Consider a lattice consisting of vertices and edges. To each edge we assign a randomly chosen positive number called conductance. Now consider a random walk (or particle) moving along the vertices of the lattice in such a way that the probability to jump from one vertex to one of its neighbours is proportional to the conductance on the connecting edge. This model of a reversible random walk in a random environment is known in the literature as the random conductance model. Random walks in random environments have been at the centre of the interest in probability theory for several decades. One motivation originates from applications in physics, material science or biology, as for instance the study of transport processes through porous media or in composite materials. A common characteristics of such heterogeneous media is the presence of strong spatial inhomogeneities on microscopic scales. Since the microscopic structure can often be characterised only statistically, such transport processes in a heterogeneous medium are naturally modelled by random walks in random environment. When studying such random walks on macroscopic length and time-scales, which are much larger compared to the microscopic heterogeneities, one typically observes that the random irregular microstructures are averaged out and homogenisation effects arise, so that the effective macroscopic behaviour can be described by a much simpler stochastic process in a homogeneous environment.Mathematically, it is now of interest under which conditions on the random medium such homogenisation effects occur. This can be formulated in terms of scaling limit results for the random walk. In this project we aim to establish such scaling limits for random walks under random conductances with long range jumps, i.e. the random walk is not only allowed to jump to one of its neighbours but also to other vertices further away. As the underlying set of vertices we consider (1) the Euclidean lattice and (2) the realisation of a point process in the Euclidean space. We also aim to study the associated partial differential differential equations (PDE) involving non-local discrete operators describing the transition probabilities of such random walks. In fact, random conductance models are of interest to PDE analysts as well as probabilists because the tools that are used to study them borrow techniques from both fields. There are also strong links to mathematical physics.
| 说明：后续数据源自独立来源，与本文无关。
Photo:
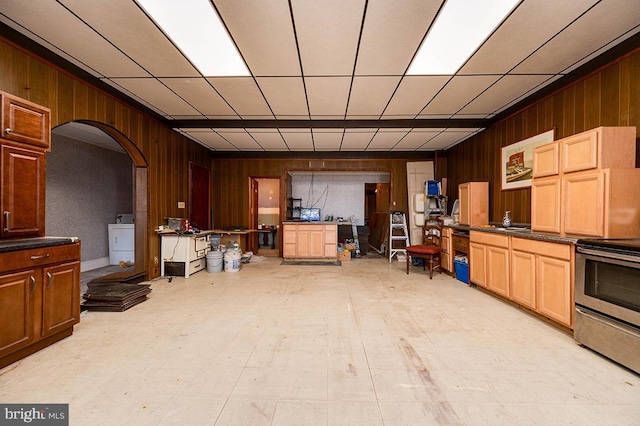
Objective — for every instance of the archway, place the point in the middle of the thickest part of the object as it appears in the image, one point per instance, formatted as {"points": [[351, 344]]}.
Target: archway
{"points": [[140, 192]]}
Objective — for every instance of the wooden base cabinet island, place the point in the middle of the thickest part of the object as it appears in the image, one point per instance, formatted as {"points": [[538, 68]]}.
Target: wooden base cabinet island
{"points": [[39, 294], [310, 240]]}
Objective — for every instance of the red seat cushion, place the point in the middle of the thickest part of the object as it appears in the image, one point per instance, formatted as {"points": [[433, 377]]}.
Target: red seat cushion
{"points": [[420, 249]]}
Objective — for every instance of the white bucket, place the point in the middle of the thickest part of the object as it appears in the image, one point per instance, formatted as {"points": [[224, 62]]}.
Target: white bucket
{"points": [[214, 261], [232, 260]]}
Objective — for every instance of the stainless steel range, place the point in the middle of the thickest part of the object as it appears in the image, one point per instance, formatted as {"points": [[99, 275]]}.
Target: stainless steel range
{"points": [[608, 298]]}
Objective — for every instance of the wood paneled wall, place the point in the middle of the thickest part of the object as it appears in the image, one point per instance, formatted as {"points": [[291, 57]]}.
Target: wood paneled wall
{"points": [[231, 181], [608, 97], [167, 153]]}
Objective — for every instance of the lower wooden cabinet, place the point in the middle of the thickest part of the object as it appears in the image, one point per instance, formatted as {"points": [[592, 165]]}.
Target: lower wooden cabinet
{"points": [[542, 278], [39, 299], [310, 240]]}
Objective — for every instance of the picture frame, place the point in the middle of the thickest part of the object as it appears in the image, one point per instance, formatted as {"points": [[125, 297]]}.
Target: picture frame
{"points": [[517, 160]]}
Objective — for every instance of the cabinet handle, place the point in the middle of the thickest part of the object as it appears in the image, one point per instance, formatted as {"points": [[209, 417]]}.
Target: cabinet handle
{"points": [[40, 257]]}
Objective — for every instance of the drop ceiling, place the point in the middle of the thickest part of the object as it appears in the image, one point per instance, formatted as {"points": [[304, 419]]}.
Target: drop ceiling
{"points": [[326, 75]]}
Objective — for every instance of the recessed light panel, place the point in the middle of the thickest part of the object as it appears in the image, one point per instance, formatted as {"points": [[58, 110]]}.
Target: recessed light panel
{"points": [[195, 27], [459, 29]]}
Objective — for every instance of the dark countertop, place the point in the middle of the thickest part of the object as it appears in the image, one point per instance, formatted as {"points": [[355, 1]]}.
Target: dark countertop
{"points": [[521, 233], [31, 243]]}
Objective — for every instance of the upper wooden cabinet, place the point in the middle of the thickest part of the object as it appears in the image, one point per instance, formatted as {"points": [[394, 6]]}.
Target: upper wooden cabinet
{"points": [[25, 122], [579, 185], [474, 203], [546, 160], [599, 148]]}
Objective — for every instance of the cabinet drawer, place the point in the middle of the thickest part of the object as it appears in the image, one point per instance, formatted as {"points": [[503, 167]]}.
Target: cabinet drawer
{"points": [[557, 250], [22, 259], [489, 239]]}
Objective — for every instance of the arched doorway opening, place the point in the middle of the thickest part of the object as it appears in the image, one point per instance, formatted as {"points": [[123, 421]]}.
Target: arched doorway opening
{"points": [[134, 181]]}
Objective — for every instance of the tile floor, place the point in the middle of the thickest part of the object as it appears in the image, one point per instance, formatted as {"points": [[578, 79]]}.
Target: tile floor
{"points": [[358, 344]]}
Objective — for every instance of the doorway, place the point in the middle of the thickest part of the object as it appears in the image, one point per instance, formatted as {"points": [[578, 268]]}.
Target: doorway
{"points": [[265, 216]]}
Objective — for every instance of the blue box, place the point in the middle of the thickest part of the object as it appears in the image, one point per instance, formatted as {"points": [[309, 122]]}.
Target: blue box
{"points": [[462, 271], [433, 187]]}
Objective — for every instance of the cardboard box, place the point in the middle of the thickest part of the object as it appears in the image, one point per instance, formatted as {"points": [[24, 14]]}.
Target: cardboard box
{"points": [[344, 256]]}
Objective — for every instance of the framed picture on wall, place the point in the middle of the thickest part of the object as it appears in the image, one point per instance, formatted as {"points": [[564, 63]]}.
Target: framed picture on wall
{"points": [[517, 161]]}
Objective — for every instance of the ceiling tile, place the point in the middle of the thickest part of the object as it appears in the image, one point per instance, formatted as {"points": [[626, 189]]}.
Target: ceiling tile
{"points": [[200, 94], [370, 95], [413, 94], [385, 139], [285, 95], [243, 95], [529, 26], [458, 92], [328, 34], [416, 139], [512, 87], [357, 139], [124, 24], [240, 139], [269, 139], [611, 18], [264, 34], [72, 37], [208, 137], [298, 139], [392, 34], [152, 91], [327, 139], [328, 96]]}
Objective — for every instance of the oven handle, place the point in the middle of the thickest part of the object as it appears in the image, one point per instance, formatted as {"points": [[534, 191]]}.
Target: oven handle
{"points": [[616, 256]]}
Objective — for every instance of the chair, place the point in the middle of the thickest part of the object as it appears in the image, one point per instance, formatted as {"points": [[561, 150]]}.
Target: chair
{"points": [[430, 249]]}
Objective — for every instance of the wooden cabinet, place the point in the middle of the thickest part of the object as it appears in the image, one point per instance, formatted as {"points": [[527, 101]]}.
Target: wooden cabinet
{"points": [[542, 278], [446, 257], [24, 138], [22, 192], [594, 191], [489, 261], [25, 122], [310, 240], [546, 204], [39, 298], [474, 203]]}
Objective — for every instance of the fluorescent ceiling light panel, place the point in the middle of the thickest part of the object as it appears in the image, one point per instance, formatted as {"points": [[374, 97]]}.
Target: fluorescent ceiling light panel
{"points": [[459, 29], [195, 27]]}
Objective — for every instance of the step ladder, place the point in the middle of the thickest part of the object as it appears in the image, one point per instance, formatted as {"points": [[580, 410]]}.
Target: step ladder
{"points": [[398, 232]]}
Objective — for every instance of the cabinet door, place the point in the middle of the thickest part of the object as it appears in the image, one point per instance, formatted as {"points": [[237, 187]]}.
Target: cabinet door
{"points": [[546, 160], [22, 193], [545, 205], [523, 278], [477, 264], [464, 196], [289, 241], [497, 270], [61, 300], [580, 152], [25, 122], [555, 292], [16, 311], [584, 197]]}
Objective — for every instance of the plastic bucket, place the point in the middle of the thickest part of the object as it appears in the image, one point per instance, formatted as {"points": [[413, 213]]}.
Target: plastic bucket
{"points": [[214, 261], [232, 260]]}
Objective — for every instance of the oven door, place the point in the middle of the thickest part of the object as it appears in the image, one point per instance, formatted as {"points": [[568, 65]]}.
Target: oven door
{"points": [[608, 283]]}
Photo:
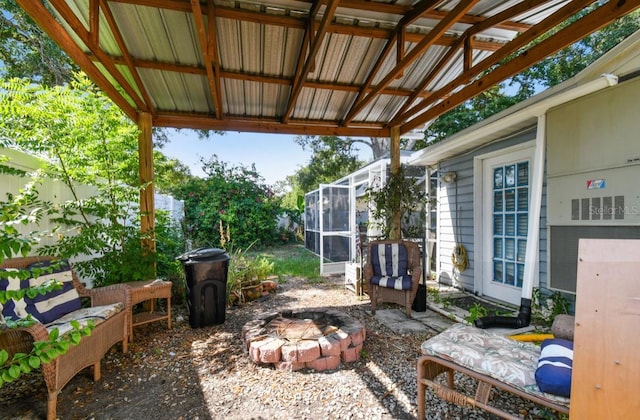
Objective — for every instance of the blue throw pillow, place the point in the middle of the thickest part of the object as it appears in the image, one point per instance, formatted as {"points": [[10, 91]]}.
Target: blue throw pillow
{"points": [[553, 374], [13, 308], [56, 303]]}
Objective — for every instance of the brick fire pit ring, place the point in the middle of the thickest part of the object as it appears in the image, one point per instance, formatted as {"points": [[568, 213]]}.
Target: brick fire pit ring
{"points": [[316, 339]]}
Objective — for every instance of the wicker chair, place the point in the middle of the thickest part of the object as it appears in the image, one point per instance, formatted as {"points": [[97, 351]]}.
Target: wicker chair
{"points": [[90, 350], [392, 279]]}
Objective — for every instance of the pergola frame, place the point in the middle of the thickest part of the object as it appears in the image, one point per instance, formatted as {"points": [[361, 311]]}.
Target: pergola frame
{"points": [[419, 60]]}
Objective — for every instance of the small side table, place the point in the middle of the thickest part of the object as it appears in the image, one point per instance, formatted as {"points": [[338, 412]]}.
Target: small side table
{"points": [[150, 290]]}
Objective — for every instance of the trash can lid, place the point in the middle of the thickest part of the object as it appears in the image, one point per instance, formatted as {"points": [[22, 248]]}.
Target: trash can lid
{"points": [[204, 254]]}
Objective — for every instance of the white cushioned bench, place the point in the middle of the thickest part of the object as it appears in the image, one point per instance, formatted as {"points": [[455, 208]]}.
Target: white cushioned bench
{"points": [[492, 359]]}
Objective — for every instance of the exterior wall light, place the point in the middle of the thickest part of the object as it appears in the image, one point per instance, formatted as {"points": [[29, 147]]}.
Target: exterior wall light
{"points": [[448, 178]]}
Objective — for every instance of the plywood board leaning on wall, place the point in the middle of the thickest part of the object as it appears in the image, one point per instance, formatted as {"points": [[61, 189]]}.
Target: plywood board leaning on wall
{"points": [[606, 366]]}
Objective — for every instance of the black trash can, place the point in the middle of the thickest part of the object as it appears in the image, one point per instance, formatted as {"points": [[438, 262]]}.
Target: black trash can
{"points": [[206, 272], [420, 301]]}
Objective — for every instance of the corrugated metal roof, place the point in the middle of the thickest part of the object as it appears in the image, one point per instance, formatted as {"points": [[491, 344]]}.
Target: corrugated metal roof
{"points": [[165, 58]]}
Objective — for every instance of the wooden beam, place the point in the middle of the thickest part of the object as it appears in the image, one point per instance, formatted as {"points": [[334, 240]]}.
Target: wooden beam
{"points": [[94, 22], [128, 61], [261, 78], [145, 168], [467, 61], [76, 26], [461, 8], [395, 228], [301, 77], [586, 25], [370, 6], [420, 89], [52, 27], [398, 35], [264, 125], [204, 38], [465, 77], [301, 23]]}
考虑一个由顶点和边缘组成的晶格。在每个边缘，我们分配了一个随机选择的正数，称为电导。现在考虑一个随机行走（或粒子）沿晶格的顶点移动，以使从一个顶点跳到其一个邻居之一的概率与连接边缘上的电导率成正比。在文献中，这种可逆随机行走的模型被称为随机电导模型。几十年来，在随机环境中随机步行一直是概率理论兴趣的中心。一种动机源于物理，材料科学或生物学中的应用，例如通过多孔介质或复合材料研究运输过程。这种异质培养基的一个共同特征是微观尺度上存在强空间不均匀性。由于显微镜结构通常只能从统计上进行表征，因此在随机环境中随机步行自然地模拟了这种异质介质中的运输过程。当研究此类随机步行在宏观长度和时间尺度上时，与微观异质性相比，这些随机步行大得多，通常会观察到将随机的不规则微观结构平均散布并出现均匀效应，因此可以通过一个有效的巨镜行为来描述在同质环境中，随机过程中的随机过程要简单得多，从而在随机培养基上发生这种均匀化效果的情况下是感兴趣的。这可以根据随机步行的缩放限量结果来表达。在这个项目中，我们旨在在远距离跳跃的随机电导下建立随机步行的缩放限制，即，随机步行不仅可以跳到其一个邻居之一，而且可以跳到其他顶点。作为基础顶点，我们考虑（1）欧几里得晶格和（2）在欧几里得空间中实现一个点过程。我们还旨在研究涉及描述此类随机步行的过渡概率的非本地离散操作员的相关偏微分方程（PDE）。实际上，PDE分析师和概率的随机电导模型都很感兴趣，因为用于研究它们的工具从这两个领域都借用了技术。与数学物理学有很强的联系。